Microservices Security: All The Questions I'm trying to answer - Part 1

引子

Refer: http://www.grahamlea.com/2015/07/microservices-security-questions/

这一篇关于微服务安全的 post 给了我很大的启发,我也在去年尝试的在很多地方分享过关于微服务安全的知识和经验。至于文章的内容我就不翻译了,但是针对作者 Graham Lea 提出的 Microservices Security: All the Questions,我想根据我这几年的浅薄经验,尝试解答。

Core Services

by which I mean services that make up your system which do not interface with the Internet or other external systems

我们可以浅显的理解为内部系统,或者部署在 private subnet 中的系统,往往这些系统使用 Web Service、RFC 或者 middleware 的方式与外部集成。

  • Are you just protecting your system at the Internet boundary? (Defence in Depth)

Internet boundary is necessary for most cases, but not enough. First we should apply defence in depth in our infrastructure level (or four-layer network), secondary, it will be great if the cloud platform could supply abilities on granularity control, eg: AWS IAM could set any policy statement, and the subnet we always use it to protect resources could be accessed from some specified CIDR.

  • What protections do you have in place if an intruder gets inside your core network? (Defence in Depth)

Endpoint protection could help us, for example Nessus is nice to have. But if intruder gets inside, we could have another hand, for me I prefer 80 is the only open port in VM (of course you could have a lot of tools to connect your alarm systems like PagerDuty, to tell you someone break the glass).

  • How easily could someone inside your network get access to the traffic between your services? (Secure Communications)

This is a really good question, cause most company they have plain HTTP for the internal network, if someone breaks in the boundary so everything goes wild. HTTPS is a solution but requires a CA and more ops work and you can't avoid it, but not enough, I think in future people must face the zero trust network. To consider this question a bit further, if someone breaks in, traffic is a part the hack could steal, but what about the others? The database snapshots, the log center, the reports and the code?

  • Do your services trust each other too much? Or… Do your services trust whoever is calling them too much? (Are you sure only your services can call into your services?) (Reluctance to Trust)

This a another great question, service trust could be resolve in different network layer, for example we could use certificate cert below the application layer or we could implement in application like api-key or some JWT tokens, it's nice to have if the platform have more security abilities, we often use AWS security group to control the client services to the other services, some resources like EC2 Lambda or ECS could only have the permissions to their resources.

  • When your service is called, does it require the calling software to authenticate itself, or does it let anything connect? (Service Authentication)

If you want to have a centralized authentication and verification service, you can't apply Microservice 100%. I'm a bit curious how to implement without OAuth & JWT. I worked for a project they have their own authentication service and issue some tokens in different structure, finally we refactor is to use new modern SSO impl.

  • Do your services let their callers access all the APIs that a service offers, or just the ones it needs to fulfil its function? (Service Authorisation)

People often confused with Authentication & Authorization, if you apply SSO with standard protocols, let the verification of authorization happens in resource side.

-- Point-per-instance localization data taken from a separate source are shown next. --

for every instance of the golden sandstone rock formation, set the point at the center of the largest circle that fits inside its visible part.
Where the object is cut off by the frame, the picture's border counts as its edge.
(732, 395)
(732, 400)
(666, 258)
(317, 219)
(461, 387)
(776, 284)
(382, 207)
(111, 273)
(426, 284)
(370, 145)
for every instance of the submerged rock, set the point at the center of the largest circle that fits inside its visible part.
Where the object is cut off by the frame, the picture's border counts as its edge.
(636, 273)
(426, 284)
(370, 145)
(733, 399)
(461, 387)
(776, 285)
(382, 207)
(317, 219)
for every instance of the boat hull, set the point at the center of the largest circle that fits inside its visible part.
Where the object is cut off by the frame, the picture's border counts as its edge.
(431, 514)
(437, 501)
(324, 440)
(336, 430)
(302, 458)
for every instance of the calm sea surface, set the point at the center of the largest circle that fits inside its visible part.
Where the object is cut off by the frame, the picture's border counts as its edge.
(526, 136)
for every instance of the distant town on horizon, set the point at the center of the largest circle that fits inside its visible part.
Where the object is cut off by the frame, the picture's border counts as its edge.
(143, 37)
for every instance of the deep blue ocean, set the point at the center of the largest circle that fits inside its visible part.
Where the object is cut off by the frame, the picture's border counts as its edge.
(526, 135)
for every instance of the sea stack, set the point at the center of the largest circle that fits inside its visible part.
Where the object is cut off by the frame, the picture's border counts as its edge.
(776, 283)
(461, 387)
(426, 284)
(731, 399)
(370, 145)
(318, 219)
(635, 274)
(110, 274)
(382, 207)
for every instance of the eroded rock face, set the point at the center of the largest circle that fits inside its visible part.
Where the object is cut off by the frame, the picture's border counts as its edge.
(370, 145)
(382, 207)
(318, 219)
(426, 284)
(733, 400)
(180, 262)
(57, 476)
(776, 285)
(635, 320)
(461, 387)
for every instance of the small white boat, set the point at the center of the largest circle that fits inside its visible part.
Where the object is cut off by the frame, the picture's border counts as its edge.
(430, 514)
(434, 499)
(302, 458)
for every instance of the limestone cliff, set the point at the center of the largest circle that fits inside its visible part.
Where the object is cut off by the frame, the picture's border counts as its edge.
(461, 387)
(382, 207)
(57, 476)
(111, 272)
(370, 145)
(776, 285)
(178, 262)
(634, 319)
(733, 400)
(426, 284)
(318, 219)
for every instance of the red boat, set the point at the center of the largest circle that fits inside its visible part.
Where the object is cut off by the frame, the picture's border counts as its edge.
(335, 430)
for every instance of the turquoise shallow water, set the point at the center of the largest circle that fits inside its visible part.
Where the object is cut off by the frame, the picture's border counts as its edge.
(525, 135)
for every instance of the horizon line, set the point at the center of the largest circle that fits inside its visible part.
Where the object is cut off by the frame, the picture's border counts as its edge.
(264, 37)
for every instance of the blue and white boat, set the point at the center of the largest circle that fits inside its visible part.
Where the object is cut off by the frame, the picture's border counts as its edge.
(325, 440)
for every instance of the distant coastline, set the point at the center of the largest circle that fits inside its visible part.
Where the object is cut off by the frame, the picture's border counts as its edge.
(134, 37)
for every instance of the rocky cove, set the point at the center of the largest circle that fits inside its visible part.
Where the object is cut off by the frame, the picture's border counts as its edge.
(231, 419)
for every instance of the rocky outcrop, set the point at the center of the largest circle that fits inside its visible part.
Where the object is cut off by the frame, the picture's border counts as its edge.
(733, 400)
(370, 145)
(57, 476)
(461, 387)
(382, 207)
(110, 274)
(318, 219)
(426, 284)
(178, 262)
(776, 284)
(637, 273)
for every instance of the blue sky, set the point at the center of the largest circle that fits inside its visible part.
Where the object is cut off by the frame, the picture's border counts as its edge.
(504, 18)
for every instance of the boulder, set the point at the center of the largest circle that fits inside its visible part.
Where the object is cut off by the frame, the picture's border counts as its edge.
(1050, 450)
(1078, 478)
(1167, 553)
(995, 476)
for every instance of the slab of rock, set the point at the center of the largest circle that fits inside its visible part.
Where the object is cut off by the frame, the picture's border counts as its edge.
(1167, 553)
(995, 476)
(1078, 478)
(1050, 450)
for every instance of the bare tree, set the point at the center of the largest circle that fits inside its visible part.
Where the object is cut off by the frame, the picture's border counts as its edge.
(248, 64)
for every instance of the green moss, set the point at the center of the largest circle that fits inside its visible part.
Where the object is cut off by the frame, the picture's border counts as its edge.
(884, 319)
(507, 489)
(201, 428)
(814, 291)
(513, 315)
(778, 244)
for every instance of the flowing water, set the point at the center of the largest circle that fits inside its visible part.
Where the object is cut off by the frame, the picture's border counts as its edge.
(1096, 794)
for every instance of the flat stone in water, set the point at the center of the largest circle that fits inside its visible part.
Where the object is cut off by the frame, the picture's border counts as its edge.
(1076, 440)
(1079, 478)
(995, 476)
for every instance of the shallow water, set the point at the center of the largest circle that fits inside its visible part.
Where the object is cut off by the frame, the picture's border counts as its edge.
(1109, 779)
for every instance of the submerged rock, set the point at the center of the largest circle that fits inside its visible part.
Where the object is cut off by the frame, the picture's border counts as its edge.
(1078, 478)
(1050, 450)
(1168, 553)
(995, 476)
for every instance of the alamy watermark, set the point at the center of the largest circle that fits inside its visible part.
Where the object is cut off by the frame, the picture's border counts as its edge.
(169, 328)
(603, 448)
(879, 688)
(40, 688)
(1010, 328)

Service is a kind of resource.

  • Does the identity of the person who originated each call at the client get passed into your internal services, or is that lost at the gateway? (Principal Propagation)

I think for identity we could get it from client side which includes in the short access token, but for user's profile like some PII data, we could have another service to handle it. For the id token, it should only have the information safe to expose, also please consider to hide the email or fullname, maybe use * to mask.

  • Can your services request any data from each other, or only the data of a user that has given their authority? (Principal Authorisation)

I don't think this question belong to Microservice Security, Micronservice is an application architecture, we decouple the monolithic app into micro parts to make them could scale\monitor\change fast, each service could be function or a module in old monolithic application, that's how we build product. I don't think for users they could know the inside of the application they are using, so they don't need to care to authorize the data inside the system or product.

  • If an attacker owned a service, could they pretty easily request anything from its downstream services? (Principal Authorisation)

This question is good, most cases is yes, the attacher could control the downstream. It's very complicates to deal, for the web service downstream services, forward the access token to request is a good try, but for the middleware, we often ignore the protections.

  • What guarantees do you have that a request received from an authenticated user hasn’t been tampered with? (Tamper-Proofing)

Signature, and always get the latest public keys.

  • How do you ensure that an authorised request, delivered a second time, is detected and rejected? (Replay Protection)

Most times you don't need to worry, SSL/TLS everything.